Sobre comunicar nossas vontades

Casa cheia. Pouca conversa.
Troca de olhares. Das mais enigmáticas às mais constrangedoras.
Percebo um falatório silencioso, pois os olhos de todos estão frenéticos e o silêncio grita pelos quatro cantos do ambiente.
Como isso é possível?
Me sinto uma completa estranha por não entender essa dinâmica.
Da última vez que comuniquei minha opinião com palavras, quase fui fuzilada com os olhos alheios.
Embora eu amei meu silêncio, telepatia não é para mim, mas me parece que é a escolha número um de muitas pessoas.
Percepção extra sensorial
Receber e enviar mensagens que “flutuam” de um mente para outra.
O óbvio que não precisa ser dito.
Vou atribuir a você a responsabilidade de saber o que se passa aqui dentro.

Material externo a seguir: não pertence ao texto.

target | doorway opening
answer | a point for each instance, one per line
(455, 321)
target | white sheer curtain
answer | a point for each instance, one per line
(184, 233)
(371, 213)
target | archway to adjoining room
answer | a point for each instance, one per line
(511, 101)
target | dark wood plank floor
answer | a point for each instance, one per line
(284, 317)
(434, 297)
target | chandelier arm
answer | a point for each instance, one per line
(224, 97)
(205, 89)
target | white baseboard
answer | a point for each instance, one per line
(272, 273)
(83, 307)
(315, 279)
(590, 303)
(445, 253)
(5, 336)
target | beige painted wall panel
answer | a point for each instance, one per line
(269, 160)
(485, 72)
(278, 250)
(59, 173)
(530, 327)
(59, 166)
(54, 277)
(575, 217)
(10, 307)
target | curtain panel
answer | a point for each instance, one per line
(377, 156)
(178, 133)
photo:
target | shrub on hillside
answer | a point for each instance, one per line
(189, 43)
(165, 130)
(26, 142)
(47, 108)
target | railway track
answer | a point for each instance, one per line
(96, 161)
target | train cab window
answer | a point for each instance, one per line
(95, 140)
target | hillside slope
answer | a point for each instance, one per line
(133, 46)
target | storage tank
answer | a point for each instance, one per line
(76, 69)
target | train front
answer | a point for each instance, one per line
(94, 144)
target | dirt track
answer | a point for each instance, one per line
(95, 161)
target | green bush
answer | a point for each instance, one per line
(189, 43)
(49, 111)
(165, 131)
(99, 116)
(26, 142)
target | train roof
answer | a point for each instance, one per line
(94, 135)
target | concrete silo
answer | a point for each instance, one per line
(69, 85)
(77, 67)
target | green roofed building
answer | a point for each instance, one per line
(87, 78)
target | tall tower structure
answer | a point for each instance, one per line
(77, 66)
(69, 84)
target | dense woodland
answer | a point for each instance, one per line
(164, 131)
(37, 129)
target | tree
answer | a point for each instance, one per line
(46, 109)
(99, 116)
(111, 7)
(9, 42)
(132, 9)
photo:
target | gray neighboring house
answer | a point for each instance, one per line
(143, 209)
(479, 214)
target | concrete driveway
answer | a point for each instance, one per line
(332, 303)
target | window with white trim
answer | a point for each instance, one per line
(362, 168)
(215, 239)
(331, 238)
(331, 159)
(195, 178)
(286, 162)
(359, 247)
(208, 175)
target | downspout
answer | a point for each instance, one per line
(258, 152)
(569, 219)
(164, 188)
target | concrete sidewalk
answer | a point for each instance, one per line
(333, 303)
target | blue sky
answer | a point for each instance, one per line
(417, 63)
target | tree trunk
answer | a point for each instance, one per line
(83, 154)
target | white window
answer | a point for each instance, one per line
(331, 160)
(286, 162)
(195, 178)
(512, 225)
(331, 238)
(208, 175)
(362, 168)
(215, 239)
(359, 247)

Vou jogar um verde para cada situação que não me sinto confortável e aguardarei que você receba, decodifique e a compreenda sem que eu diga uma palavra sequer.
. poder além do alcance.
Uma pena que isso não exista e que o mundo não órbita ao redor de ideias que sequer se materializaram.
Imagine só?!
Criar, viver ou estimular situações em que o ato de comunicar algo verbalmente seja sinônimo de incômodo?
A telepatia não passa de um ego em sua forma mais cômica. O problema é que ninguém vê graça alguma.
Esperar que alguém leia a sua mente, supor que cabe ao outro te desvendar, ruídos para todo lado, jogos de ego. Pedestal.
Não há aqui conexão, mas sim uma forçosa vontade de ser compreendido, as frases não se completam.
Todo mundo perde quando ninguém se entende de propósito.
Nem todos nós viemos de um ambiente onde a comunicação segura, clara e concreta era regra. Acredito que grande parte de nossas base foram construída com essa ausência de palavras ditas.
Contudo, operar dessa forma repentinamente e não questiona – lá é uma receita para transformar as suas relações em um campo minado.
Não se engane, o tratamento silencioso é um irmão gêmeo da ignorância, ambos tóxicos. Quanto maior for o elefante branco no meio da sala, maior deve ser a coragem de fazê-lo sumir no ar como fumaça.
Comunicar algo de forma clara e sem rodeios não deveria ser doloroso , deveria ser uma regra pois ninguém se machuca.
E aqui eu abro um parêntese: o que machuca não é a comunicação, e sim a verdade.
Seja o incômodo.
Bagunce as ” ondas tepepaticas ”
Enfrente um telepata com palavras que dançam no ar e que solidifica as coisas e não dão margens para dúvidas.
Fale.
Deixe tudo às claras e faça com que os telepatas se afugentem na escuridão.